Couples binationaux séparés par la pandémie : des "laissez-passer" imminents pour se retrouver
Un couple sur une plage (illustration).

, publié le jeudi 17 septembre 2020 à 15h50

Pour obtenir le précieux sésame, il faudra établir la réalité d'une relation sentimentale à distance.

Bonne nouvelle pour les couples binationaux. Le Ministère de l'Europe et des Affaires étrangères a annoncé jeudi la mise en place imminente de premiers "laissez-passer" pour permettre les retrouvailles des couples franco-étrangers séparés depuis des mois par la pandémie et la fermeture des frontières, sans possibilité de faire venir en France leur partenaire, faute de reconnaissance administrative de leur relation.
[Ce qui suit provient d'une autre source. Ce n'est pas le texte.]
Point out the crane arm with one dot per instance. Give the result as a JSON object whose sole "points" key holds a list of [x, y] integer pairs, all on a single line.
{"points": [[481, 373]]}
"J'espère qu'en fin de semaine, début de semaine prochaine nous aurons les premiers laissez-passer", a indiqué sur France Inter le nouveau Secrétaire d'Etat aux Affaires européennes, Clément Beaune. Cette procédure dérogatoire concerne les couples franco-étrangers non-mariés, non pacsés et qui n'ont pas fait reconnaître leur concubinage. 


Ces couples alertent sur leur sort depuis le début de l'été.

Une campagne internationale baptisée "Love is not tourism" avait d'ailleurs été lancée en juin sur les réseaux sociaux. Le 8 août, une première procédure dérogatoire avait été annoncée par le secrétaire d'Etat au Tourisme, Jean-Baptise Lemoyne. Mais jugée "trop compliquée", elle n'avait jamais pu être mise en place, laissant ces couples dans un grand désarroi. La procédure existante n'était "pas satisfaisante parce qu'elle était trop lente et n'a pas permis de répondre aux problèmes", a reconnu Clément Beaune. 
 
L'un des représentants en France de ces couples, Fabien Lefebvre, qui n'a pas pu voir sa compagne bloquée en Iran depuis février, se dit "échaudé" par l'absence de dialogue depuis plusieurs semaines avec le ministère des Affaires étrangères. "Dans ce contexte, et avec une situation toujours aussi désespérante pour les couples et familles séparées, malgré les propos de Clément Beaune, le collectif demeure dans l'attente d'actes", a réagi Fabien Lefebvre, sceptique.


Pour le gouvernement, les démarches sont délicates car il s'agit d'établir la réalité de ces relations sentimentales à distance en vue d'un "laissez-passer" pour une entrée temporaire en France, sans ouvrir de brèche dans les réglementations migratoires existantes. Concrètement, il s'agira de prouver "l'existence d'activités communes au fil du temps, ou encore la preuve de précédents séjours en France, apportée par des factures, des billets d'avion, etc.", a indiqué à l'AFP une source au Quai d'Orsay.